Causes and Risk Factors for Strokes include:

  • High Blood Pressure (Hypertension): Uncontrolled high blood pressure is the most significant risk factor for strokes, as it can damage blood vessel walls and promote clot formation.
  • Smoking: Smoking tobacco products can increase the risk of stroke by damaging blood vessels and promoting atherosclerosis.
  • Heart Disease: Conditions like atrial fibrillation (an irregular heart rhythm) and heart valve abnormalities can increase the risk of blood clots forming in the heart and traveling to the brain.
  • Diabetes: Uncontrolled diabetes can damage blood vessels and increase the risk of atherosclerosis.

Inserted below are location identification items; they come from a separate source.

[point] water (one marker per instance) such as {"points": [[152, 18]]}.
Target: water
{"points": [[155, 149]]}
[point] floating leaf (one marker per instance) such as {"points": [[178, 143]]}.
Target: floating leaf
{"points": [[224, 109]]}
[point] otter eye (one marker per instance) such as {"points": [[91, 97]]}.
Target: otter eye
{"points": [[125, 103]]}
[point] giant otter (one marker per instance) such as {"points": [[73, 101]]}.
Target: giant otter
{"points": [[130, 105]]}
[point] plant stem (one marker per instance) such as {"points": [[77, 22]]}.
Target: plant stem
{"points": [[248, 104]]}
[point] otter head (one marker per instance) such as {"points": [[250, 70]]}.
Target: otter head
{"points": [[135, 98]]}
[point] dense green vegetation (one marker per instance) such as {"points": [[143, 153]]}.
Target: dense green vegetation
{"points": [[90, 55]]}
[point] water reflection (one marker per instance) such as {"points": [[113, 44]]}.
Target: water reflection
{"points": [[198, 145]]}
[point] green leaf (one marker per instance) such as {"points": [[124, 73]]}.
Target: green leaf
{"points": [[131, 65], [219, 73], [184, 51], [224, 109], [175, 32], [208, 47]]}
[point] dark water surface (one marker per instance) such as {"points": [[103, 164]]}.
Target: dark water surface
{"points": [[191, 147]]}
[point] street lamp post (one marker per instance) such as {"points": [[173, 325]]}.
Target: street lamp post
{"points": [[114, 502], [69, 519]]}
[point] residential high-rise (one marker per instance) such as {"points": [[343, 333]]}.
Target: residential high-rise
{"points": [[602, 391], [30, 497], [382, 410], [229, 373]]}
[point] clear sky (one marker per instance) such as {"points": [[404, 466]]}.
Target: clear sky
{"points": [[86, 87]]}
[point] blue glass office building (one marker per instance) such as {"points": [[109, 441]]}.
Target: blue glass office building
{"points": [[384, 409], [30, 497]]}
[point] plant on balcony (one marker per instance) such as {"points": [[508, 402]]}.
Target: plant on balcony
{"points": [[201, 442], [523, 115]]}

  • High Cholesterol: Elevated levels of cholesterol can contribute to the formation of plaque in blood vessels.
  • Physical Inactivity: Lack of regular exercise can contribute to other stroke risk factors, such as high blood pressure, obesity, and diabetes.
  • Family History: Having a family history of strokes or certain genetic conditions can increase the risk.
  • Age and Gender: The risk of stroke increases with age, and men tend to have a slightly higher risk than women.
  • Race and Ethnicity: Some racial and ethnic groups, such as African Americans and Hispanics, have a higher risk of strokes.
  • Prior Stroke or Transient Ischemic Attack (TIA): Having a previous stroke or mini-stroke (TIA) increases the risk of subsequent strokes.

It’s essential to recognize the signs of a stroke and seek immediate medical attention if someone shows symptoms such as sudden weakness or numbness in the face, arm, or leg (especially on one side of the body), difficulty speaking, severe headache, and trouble with vision. Early intervention can significantly improve the outcome and reduce the potential for long-term disability resulting from a stroke.